Der Kirchenhistoriker Hubert Wolf stellt das Zölibat von Priestern in Frage. Er argumentiert mit der Geschichte der Katholischen Kirche, dem Gebot Jesu und dem Schutz von Kindern und Jugendlichen.
Von PRO
Priesterweihe in der Schweizer Stadt Schwyz

Der Kirchenhistoriker Hubert Wolf von der Universität Münster argumentiert in der Frankfurter Allgemeinen Zeitung, dass es in den vergangenen 2.000 Jahren Kirchengeschichte keine durchgängige Begründung für das Zölibat von Priestern gibt. Dagegen gebe es heute plausible Gründe, das Zölibat abzuschaffen.

Er führt das Gebot Jesu an, so oft wie möglich das Abendmahl zu feiern. Das werde durch das Zölibat erschwert, weil es heute einer der Hauptgründe für Männer sei, nicht Priester zu werden. Außerdem sei der Schutz von Kindern und Jugendlichen in der Gesellschaft enorm wichtig. Für Wolf ist das Zölibat zwar nicht die Ursache für Missbrauchsfälle, aber doch ein „entscheidender Risikofaktor“.

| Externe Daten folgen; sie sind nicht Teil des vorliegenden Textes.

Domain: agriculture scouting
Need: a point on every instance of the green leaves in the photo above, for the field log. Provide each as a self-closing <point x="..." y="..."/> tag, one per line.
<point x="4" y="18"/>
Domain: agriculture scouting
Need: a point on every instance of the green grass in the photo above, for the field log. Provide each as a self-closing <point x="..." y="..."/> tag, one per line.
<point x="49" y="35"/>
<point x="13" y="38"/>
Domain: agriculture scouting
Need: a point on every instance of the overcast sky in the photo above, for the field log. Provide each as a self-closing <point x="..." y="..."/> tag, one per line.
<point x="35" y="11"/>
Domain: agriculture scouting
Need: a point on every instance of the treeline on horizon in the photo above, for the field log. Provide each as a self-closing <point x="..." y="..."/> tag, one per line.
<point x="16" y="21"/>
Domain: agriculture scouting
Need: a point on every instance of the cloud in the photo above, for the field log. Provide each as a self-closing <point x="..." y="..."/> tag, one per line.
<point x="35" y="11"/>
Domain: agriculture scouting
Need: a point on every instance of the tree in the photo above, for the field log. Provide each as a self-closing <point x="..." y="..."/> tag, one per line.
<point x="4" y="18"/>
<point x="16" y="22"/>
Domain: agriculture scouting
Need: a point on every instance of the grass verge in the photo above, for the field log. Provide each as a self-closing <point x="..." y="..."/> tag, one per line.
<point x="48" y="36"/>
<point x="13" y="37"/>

Die Verbindung von Zölibat und priesterlichem Amt sei weder eine Vorschrift göttlichen Rechts noch ein Gebot Christi oder eine apostolische Anordnung. Der Historiker Wolf sieht in der Geschichte der Katholischen Kirche kein Dogma für eine zölibatäre Lebensform, die lediglich als dem Priestertum „angemessen“ bezeichnet worden ist. Dazu zitiert er auch aus dem Zweiten Vatikanischen Konzil der 1960er-Jahre, dass „die vollkommene und ständige Enthaltsamkeit um des Himmelsreich willen […] nicht vom Wesen des Priestertums selbst gefordert“ ist.

Argumente für Zölibat haben „begrenzte Halbwertszeit“

Die wechselnden Argumente für das Zölibat hatten in der Kirchengeschichte laut Wolf nur eine „begrenzte Halbwertszeit“. Er zählt auf: die kultische Reinheit des Priesters bei der Darbringung von Opfern; das Ideal des asketischen Priesters, das nicht auf Jesus, sondern die spätantike Philosophie zurückgehe; die ökonomischen Wurzeln, die sicherstellen sollten, dass Geistliche ihre Kirchengüter nicht an ihre Kinder vererben können; sowie das theologisch veraltete negative Bild menschlicher Sexualität, in dem sogar die Ehe als etwas Verwerfliches angesehen wurde.

Mit Blick auf die Kirchengeschichte sei die Entscheidung für oder gegen das Zölibat nie absolut gewesen. Sie sei das Resultat von Güterabwägungen. „Wenn in der Katholischen Kirche nach einer gründlichen Güterabwägung die Weihe verheirateter Männer zu Priestern vorgeschlagen würde, dann stünde man damit durchaus auf dem Boden der Tradition“, sagt Wolf. Er hat zum Thema das Buch „Zölibat. 16 Thesen“ geschrieben, das am 16. Juli erscheint.